As I always say: Debt is like a drug. It takes more and more to create less and less effect until the system fails.
Now, China’s system is starting to fail… and the bubble is starting to blow up and the fallout will affect us all.
As Miller warns, this is a different China than that of the past two decades. The government understands that it has to slow growth after massively overbuilding and inflating bubbles.
This, he warns, will impact China’s neighbors — places like South Korea, Japan, and Australia (where I recently issued strong warnings about the China burst) — more than most people assume.
Societe Generale’s analyst, Albert Edwards, warns: “Australia is a leveraged time bomb waiting to blow up. It is not a CDO (meaning collateralized debt obligation), it is a CDO squared. All we have in Australia is, at its simplest, a credit bubble (consumer debt) built upon a commodity boom, dependent for its sustenance on an even greater credit bubble in China.”
Exactly!
Already, an agricultural financial co-op has closed its doors, and depositors couldn’t withdraw their money. And a China Credit Trust wealth-management product of $496 million blew up.
The Chinese government bailed them out.
Then, on March 7, China saw its first corporate bond default, when Shanghai Chaori Solar defaulted on its bond payments. It’s unlikely the government will bail it out.
The government wants to reign in the subprime lending that has spiraled out of control. But can it slow down lending and allow defaults without creating a snowball effect?
I don’t think so. Not with the extreme real estate and debt bubble.
No government has ever been able to wind down a major bubble without a crash. Bubbles don’t correct… they don’t have soft landings… they burst!
But finally the sign I have most been waiting for…
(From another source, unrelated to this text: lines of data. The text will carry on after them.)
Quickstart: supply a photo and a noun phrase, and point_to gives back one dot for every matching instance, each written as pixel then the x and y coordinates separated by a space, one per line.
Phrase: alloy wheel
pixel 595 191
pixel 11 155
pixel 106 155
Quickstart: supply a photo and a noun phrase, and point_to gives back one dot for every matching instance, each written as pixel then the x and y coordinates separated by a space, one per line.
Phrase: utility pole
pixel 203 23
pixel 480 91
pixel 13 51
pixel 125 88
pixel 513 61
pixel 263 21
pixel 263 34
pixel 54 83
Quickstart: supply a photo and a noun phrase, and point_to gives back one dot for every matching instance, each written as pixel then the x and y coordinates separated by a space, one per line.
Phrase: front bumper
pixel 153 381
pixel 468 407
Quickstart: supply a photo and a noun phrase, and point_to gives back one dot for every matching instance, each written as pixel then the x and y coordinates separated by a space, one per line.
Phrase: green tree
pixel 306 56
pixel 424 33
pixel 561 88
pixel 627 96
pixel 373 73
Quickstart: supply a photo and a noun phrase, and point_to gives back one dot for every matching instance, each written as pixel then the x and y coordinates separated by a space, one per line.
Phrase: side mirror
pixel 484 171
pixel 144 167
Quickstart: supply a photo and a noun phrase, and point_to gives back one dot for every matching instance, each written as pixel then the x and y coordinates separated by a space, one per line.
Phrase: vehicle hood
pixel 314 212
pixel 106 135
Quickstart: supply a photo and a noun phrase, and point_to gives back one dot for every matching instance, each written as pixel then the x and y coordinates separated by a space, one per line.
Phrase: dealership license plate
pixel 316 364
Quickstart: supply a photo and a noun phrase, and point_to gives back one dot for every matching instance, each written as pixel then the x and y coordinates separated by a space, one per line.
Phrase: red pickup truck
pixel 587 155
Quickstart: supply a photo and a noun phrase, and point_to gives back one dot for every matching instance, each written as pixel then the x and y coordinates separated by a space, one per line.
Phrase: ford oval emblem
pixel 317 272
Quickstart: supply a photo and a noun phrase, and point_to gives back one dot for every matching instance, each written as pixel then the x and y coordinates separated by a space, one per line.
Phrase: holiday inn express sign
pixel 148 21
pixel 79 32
A Chinese developer, Zhejiang Xingrun Real Estate Company just defaulted on $567 million of its debt to 15 banks, including 29% of it to China Construction Bank.
Now we’re talking.
Chinese developers are highly leveraged. They have massively overbuilt everything, with the encouragement and backing of the central and local governments, and with rising subprime lending from wealth-management products searching for yield (sound familiar?).
This is where I expect the greatest acceleration of defaults to come from, that then prompt real estate declines… then further defaults in wealth-management products… and so on.
Nomura Holdings, Inc. now warns what I’ve been saying for years: “There is a high risk of a sharp correction in real estate prices due to oversupply.”
Well duh!
Mark my words: The China bubble is going to blow up and when it does, the country’s economy and market will fall over like a dead elephant. There is no chance of a soft landing here.
How much is central bank easing in the U.S., or Europe, or Japan, going to help when Chinese wealth implodes even faster than Japanese wealth did when its stock and real estate bubble burst?
Not much.
Even worse, the most aggressive buyers bidding up real estate in the most bubbly cities — like London, New York, San Francisco, L.A., Vancouver, Singapore, Sydney, and Melbourne — are Chinese.
That means we’re not just going to see the China real estate and debt bubble burst, but real estate and debt bubbles around the world.
Get ready for the great deflation of 2014 to 2019.